From Middle French mensuration, from Late Latin mensūrātiōnem (“a measuring”).
mensuration (countable and uncountable, plural mensurations)
- The act or process of measuring; measurement.
1805, Robert Forsyth, The beauties of Scotland - Volume 1, page 512:
- Of this ridge Soutra hill is supposed to be the highest; but hitherto no actual mensuration is known to have been taken of it : but, in judging by the view, from its elevated top, of the neighbouring hills and country, it must be upwards of 1500 feet high.
2013, P. D. Lark, B. R. Craven, & R. C. L. Bosworth, The Handling of Chemical Data, ISBN 1483146154, page 1:
- The pointer readings will contain all the real information on the subject, and the extension of scientific principles will involve an extension of mensuration to include the new subject.
- (mathematics) The study of measurement, especially the derivation and use of algebraic formulae to measure the areas, volumes and different parameters of geometric figures.

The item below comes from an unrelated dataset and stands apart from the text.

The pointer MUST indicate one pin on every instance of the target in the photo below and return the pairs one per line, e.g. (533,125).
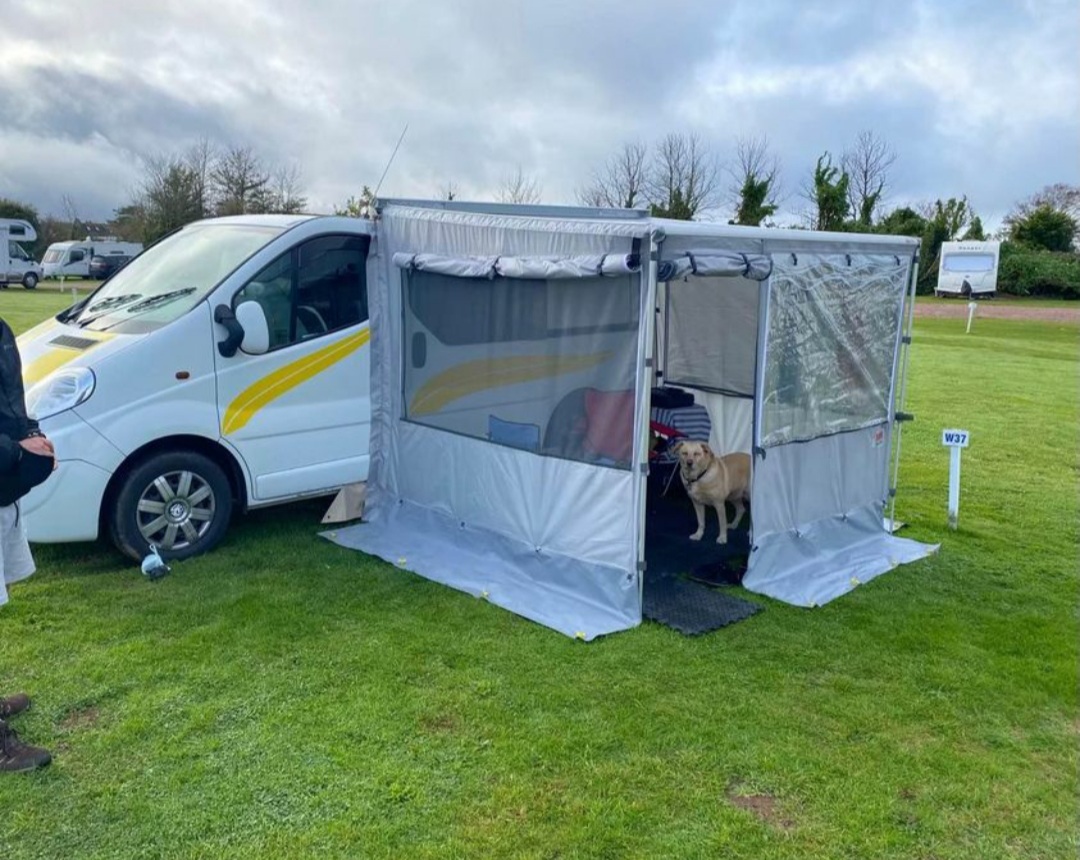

- 1992, Rudolf M. Schuster, The Hepaticae and Anthocerotae of North America: East of the Hundredth Meridian, volume V, page ix
- With the passage of time I have realized that the illustrations can also serve, to some extent, to make mensuration more readily possible.
- (music) A 13th century system for governing rhythmic relationships in music that was a precursor to the modern use of time signatures; The use of mensural notation.
2015, Ruth I. DeFord, Tactus, Mensuration and Rhythm in Renaissance Music, ISBN 1107064724, page 470:
- Different levels of mensuration have different roles in the musical structure. The most prominent one is the one corresponding to the compositional tactus. Rhythmic groups may contradict the mensuration temporarily, but in the examples in this book, they never do so throughout an entire piece.
- (forestry) The use of quantitative measurements of forest stand to determine stand timber volume, productivity, and health.
1973, Thomas W. Beers & Charles I. Miller, Manual of Forest Mensuration:
- Forest mensuration, in many respects the most important branch of forestry, was nicely defined by Professor Henry S. Graves (1906) in the first complete volume on forest mensuration to appear in the Americas.